Well, you may be wondering, “If there is a long delay between signing and closing, isn’t the buyer taking a great risk that the property or business might change during that time?” The answer is yes and no and depends on how good the sales contract is. The buyer usually insists on all types of seller agreements for the pre-contract period and includes them in the sales contract. Some common ones are:
- Maintain specific amounts or ranges of inventory and working capital so that sellers don’t just take money or assets out of business before the deal. Both concepts often have very complicated calculations that vary significantly from business to business
- The absence of any material adverse changes to the business or property – often a very specifically defined term
- Seller keeping all licenses in good condition
- All representations and warranties made by the seller at the time of signing are also valid at the time of conclusion
Sales contracts set out the circumstances under which a party can terminate the contract and not conclude it, if certain conditions are not met to the satisfaction of the respective parties prior to the conclusion or certain agreements are not fulfilled before the conclusion.
Given that the transaction may not work out in the long run, it’s no surprise that the parties don’t want to exchange much of anything when they sign it. Many parties will employ a trust company during the pre-signing period to hold certain assets that are being exchanged. For example, the buyer can deposit the purchase price with a trust company and the seller can deposit ownership of the property. This also helps the parties to feel confident that the other side will not simply bail out unless the agreement is terminated for valid reasons.
Sales contracts usually do not define when exactly they will be concluded. Instead, the conclusion usually depends on the occurrence of a pre-contract condition and / or on the waiver of conditions the party who does not have to execute them (i.e. although the buyer can achieve satisfactory care results as a closing condition) can waive this condition if it does not exercise due care want to take action, although this poses a great risk). It’s usually impossible to tell when the closing conditions will be met and to set a deadline – no one knows when regulators will approve a change of ownership, for example. The best that parties can usually do is to say that the deal will occur on a set date after the parties have agreed that the conditions are met.

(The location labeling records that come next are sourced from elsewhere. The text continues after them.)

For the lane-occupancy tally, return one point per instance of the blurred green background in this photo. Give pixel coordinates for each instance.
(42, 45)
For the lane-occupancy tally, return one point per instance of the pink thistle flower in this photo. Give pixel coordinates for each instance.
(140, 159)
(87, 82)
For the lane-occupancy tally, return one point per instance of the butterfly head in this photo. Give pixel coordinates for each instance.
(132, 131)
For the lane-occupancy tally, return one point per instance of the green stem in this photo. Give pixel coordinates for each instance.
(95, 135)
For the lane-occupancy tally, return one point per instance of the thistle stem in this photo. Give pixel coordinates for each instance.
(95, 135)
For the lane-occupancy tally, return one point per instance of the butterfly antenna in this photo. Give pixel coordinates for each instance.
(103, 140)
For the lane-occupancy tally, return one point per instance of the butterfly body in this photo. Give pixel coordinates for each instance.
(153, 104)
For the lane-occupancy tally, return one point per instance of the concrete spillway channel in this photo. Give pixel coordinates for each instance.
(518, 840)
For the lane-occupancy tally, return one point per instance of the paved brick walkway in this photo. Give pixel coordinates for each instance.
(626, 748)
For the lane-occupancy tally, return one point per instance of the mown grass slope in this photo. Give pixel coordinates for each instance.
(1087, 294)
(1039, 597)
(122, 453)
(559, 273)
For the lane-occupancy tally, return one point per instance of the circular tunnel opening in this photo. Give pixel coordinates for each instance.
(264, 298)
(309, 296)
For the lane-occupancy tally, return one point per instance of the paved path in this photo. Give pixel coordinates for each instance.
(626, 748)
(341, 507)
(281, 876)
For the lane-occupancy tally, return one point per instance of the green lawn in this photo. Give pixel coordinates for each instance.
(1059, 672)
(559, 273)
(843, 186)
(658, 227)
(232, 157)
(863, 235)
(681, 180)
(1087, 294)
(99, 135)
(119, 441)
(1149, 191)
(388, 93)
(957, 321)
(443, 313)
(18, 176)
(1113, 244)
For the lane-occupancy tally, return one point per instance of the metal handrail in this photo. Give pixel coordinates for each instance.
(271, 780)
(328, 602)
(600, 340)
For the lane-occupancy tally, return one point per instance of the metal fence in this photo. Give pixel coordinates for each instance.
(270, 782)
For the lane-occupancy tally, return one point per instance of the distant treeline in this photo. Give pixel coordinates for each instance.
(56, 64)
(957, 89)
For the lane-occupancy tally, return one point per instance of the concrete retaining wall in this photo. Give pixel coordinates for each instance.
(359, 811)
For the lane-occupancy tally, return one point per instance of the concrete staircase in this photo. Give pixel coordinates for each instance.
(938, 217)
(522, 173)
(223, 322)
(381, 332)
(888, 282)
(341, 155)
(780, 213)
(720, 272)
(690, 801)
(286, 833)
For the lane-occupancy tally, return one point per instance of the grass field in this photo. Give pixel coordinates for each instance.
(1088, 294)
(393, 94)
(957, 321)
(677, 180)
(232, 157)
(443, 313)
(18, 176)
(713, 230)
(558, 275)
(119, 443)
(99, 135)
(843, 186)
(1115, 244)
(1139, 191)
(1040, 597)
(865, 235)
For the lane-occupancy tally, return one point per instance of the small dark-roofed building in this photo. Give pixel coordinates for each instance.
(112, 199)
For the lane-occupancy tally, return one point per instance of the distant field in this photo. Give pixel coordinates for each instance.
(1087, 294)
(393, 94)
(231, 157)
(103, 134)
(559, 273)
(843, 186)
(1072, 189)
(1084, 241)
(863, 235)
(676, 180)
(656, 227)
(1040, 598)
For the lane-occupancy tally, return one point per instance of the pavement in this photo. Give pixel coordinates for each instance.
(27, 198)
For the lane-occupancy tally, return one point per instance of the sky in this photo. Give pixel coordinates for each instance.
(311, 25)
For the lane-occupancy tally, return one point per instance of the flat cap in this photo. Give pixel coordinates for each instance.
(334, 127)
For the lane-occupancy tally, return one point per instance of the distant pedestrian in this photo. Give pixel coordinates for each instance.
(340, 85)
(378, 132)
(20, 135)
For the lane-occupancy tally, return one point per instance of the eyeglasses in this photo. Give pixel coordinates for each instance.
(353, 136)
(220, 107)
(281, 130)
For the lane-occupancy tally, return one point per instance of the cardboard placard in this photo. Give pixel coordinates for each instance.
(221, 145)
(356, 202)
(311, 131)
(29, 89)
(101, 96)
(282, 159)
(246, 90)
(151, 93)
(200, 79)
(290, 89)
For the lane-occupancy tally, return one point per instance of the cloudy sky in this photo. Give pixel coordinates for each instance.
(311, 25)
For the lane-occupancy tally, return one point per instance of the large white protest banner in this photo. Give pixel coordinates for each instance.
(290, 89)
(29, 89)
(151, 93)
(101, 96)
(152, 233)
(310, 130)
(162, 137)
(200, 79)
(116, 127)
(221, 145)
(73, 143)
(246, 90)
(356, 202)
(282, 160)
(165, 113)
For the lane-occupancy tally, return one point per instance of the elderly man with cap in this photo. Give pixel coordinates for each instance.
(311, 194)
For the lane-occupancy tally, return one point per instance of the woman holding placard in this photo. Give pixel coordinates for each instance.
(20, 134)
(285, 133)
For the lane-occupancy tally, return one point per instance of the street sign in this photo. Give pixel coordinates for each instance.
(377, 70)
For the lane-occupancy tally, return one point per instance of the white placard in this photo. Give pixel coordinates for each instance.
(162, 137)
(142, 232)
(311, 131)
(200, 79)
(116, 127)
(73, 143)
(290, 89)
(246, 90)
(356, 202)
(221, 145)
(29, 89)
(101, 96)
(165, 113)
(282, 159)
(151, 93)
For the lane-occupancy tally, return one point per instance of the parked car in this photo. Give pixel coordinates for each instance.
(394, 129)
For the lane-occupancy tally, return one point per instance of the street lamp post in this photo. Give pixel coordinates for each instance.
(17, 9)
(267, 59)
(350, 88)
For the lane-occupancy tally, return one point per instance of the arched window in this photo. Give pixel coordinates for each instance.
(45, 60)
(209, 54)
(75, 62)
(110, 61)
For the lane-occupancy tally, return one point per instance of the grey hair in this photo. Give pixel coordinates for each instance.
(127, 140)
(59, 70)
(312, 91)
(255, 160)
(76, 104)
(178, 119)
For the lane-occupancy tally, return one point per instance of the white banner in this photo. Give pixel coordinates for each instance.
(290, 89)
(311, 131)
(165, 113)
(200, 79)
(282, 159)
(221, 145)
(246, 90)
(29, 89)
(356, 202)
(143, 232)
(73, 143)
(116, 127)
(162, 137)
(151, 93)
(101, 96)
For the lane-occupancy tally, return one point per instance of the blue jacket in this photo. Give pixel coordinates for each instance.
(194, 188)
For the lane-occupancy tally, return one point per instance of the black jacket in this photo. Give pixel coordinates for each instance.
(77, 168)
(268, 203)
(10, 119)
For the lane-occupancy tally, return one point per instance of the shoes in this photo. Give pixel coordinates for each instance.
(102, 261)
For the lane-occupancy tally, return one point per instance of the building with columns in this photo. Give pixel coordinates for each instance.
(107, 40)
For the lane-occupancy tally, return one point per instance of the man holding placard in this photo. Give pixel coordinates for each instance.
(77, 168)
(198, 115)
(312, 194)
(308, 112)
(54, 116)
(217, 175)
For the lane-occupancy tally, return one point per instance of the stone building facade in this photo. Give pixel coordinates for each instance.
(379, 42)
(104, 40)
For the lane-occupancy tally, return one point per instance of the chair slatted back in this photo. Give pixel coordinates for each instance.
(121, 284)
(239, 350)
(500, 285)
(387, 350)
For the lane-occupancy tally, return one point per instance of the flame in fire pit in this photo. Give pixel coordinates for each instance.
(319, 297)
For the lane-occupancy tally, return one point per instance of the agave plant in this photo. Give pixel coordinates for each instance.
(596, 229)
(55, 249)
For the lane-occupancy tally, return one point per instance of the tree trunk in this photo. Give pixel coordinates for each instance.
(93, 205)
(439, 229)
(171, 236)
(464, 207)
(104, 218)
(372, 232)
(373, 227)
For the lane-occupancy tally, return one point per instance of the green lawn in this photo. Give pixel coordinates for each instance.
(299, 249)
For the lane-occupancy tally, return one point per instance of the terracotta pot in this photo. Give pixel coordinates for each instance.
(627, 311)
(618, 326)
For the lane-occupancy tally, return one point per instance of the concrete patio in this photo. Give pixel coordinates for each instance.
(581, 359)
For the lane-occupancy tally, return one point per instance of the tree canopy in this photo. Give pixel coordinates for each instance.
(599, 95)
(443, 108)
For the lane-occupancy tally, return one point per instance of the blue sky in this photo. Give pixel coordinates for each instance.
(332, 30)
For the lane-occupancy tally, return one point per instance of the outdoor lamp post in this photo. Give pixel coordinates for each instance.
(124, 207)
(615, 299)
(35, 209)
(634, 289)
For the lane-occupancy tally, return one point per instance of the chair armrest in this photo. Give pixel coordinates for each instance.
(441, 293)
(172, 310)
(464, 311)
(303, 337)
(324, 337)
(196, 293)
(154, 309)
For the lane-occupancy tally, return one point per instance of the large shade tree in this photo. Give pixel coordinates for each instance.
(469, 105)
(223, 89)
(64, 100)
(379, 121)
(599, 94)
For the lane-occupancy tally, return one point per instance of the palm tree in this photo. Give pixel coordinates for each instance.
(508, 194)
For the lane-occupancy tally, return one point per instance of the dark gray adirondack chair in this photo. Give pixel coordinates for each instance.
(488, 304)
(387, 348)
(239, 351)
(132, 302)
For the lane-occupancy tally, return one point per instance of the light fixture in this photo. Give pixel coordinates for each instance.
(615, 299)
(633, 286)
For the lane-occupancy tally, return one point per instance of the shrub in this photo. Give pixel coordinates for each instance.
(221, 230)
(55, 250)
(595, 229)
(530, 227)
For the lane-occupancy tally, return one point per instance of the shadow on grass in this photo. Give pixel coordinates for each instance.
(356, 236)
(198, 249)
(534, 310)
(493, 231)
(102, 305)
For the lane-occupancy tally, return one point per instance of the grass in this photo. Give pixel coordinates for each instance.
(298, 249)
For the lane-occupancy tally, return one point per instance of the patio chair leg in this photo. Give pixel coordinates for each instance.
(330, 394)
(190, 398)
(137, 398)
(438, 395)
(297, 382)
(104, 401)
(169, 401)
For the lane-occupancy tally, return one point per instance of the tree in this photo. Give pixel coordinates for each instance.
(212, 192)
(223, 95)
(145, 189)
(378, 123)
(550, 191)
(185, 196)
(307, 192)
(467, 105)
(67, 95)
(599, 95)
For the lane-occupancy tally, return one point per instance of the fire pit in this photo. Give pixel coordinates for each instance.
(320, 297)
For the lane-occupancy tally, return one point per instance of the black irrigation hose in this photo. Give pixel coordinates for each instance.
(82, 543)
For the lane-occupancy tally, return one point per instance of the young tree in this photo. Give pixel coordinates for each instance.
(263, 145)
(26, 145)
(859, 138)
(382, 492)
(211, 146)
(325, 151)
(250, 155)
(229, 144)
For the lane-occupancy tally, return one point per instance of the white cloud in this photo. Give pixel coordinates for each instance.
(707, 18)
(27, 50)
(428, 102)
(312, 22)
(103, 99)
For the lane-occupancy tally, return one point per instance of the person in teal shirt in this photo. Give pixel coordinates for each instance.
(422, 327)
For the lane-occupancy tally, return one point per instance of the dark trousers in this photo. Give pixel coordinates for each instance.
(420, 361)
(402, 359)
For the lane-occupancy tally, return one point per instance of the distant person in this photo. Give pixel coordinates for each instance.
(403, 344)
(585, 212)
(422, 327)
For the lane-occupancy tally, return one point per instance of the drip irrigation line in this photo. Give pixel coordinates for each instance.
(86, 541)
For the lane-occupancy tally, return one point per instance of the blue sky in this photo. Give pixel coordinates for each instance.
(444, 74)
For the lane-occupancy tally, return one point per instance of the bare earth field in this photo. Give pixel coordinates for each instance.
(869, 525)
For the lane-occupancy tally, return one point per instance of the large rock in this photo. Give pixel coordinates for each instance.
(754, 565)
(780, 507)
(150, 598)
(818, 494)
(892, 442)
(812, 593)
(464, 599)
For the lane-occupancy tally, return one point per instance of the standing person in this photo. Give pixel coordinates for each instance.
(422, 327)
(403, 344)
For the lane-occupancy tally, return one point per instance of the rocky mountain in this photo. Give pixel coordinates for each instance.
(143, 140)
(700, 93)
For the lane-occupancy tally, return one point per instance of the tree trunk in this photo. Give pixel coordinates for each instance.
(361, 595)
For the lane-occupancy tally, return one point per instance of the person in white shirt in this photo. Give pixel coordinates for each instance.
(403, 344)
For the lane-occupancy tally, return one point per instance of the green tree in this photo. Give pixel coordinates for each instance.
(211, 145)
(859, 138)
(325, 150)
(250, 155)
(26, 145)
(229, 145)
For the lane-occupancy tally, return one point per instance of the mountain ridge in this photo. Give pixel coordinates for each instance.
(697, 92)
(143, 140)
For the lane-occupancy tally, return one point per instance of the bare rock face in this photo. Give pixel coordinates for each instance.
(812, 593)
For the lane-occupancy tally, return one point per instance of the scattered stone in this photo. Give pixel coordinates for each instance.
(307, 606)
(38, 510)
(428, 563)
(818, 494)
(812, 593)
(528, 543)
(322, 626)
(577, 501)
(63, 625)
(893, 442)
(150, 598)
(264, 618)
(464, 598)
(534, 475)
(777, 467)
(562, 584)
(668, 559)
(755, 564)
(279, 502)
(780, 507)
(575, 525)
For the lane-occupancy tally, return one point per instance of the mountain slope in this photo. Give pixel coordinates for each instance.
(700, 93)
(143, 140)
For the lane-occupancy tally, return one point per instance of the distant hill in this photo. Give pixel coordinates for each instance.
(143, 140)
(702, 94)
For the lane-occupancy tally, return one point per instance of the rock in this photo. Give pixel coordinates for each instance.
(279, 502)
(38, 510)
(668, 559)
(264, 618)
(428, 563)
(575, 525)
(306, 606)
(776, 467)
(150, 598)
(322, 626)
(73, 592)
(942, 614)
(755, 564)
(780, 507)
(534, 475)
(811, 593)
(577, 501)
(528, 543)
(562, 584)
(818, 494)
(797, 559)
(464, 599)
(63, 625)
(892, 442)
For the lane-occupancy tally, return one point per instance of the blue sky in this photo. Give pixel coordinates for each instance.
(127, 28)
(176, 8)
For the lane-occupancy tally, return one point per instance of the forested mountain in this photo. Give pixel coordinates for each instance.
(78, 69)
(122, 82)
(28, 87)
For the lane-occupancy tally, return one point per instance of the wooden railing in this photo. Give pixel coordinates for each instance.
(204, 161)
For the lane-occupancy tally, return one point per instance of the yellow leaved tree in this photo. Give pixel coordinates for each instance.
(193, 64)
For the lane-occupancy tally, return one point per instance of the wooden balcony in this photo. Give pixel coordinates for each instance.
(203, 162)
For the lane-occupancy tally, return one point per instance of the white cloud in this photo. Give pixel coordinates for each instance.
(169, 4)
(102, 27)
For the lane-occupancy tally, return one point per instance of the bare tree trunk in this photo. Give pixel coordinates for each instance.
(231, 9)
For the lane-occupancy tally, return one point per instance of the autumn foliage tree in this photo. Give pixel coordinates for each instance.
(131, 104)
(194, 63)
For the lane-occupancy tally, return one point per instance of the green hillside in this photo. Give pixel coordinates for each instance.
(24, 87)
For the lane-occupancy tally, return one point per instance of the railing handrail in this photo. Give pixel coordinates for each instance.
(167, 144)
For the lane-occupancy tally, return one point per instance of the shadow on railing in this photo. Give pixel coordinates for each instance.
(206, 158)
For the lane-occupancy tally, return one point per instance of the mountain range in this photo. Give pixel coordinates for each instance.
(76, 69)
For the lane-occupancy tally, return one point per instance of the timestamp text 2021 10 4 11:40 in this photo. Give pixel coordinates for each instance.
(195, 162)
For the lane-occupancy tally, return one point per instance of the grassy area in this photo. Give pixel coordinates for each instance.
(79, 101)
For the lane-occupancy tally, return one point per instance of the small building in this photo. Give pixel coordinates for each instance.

Another option we see is a “drop dead date”. This is a date on a later date on which the contract will be terminated if the closing conditions have not been met. The parties don’t want to be tied to a deal that will drag on forever (which is unfortunately common in the cannabis context). A set deadline is an incentive for the parties to get things done and work towards a closure. And in the event that the parties still can’t get things done despite their best efforts, they will sometimes agree to extend that deadline.
Once all of the conditions for closing are met, the parties will complete the transaction and meet any obligations that must be met at closing, such as: B. the exchange of money or share certificates. In many cases, certain documents can be executed at closing to confirm the sale has been closed. And usually there are also some post-graduation obligations for each party, such as: B. Removing previous owners from a California state cannabis license and tying other open ends.
After all post-deal obligations have been met, the parties are usually dealt with together. M&A agreements often limit the time in which representations and warranties in a sales contract survive the closing period, which means that the parties have no further obligations after these agreements expire.